Councilman Glen Otto called the council “highly dysfunctional. My opinion, too much attempt at control in the city.”

The Rose Music Center is one big project that jump-started a lot of development in Huber Heights, but that progress is being threatened and no one wants elected leaders to be the ones to slow things down.

Otto often leads the four council members opposed to the four council members that often agree with the mayor’s vision.

That fracture has led to the messy, unsuccessful 18-month search for a city manager.

The search firm the city hired found 12 candidates for the council to consider.

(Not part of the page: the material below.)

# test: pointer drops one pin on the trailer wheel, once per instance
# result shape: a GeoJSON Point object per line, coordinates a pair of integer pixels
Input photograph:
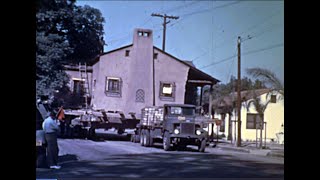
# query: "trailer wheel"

The council cut the field to four, none of whom ever received a up or down vote because of council bickering and backstabbing.

Gore said the only issue the council has been able to agree upon is to pause the city manager search for six months.

The pause won’t cost taxpayers because the Baker Tilly search firm has said the executive recruitment is guaranteed for 12 months, according to an email News Center 7 obtained from the search firm to the council this week, noting, “the replacement recruitment will be repeated with no professional fee.”

The mayor believes council members will work together to approve huge economic developments in the six-month pause period, one being a a project along Executive Boulevard across from the Rose Music Center. Other developments include housing and economic projects designed to draw more industry.

“We are the third largest city in Montgomery County, we absolutely deserve the best that is out there,” Gore said.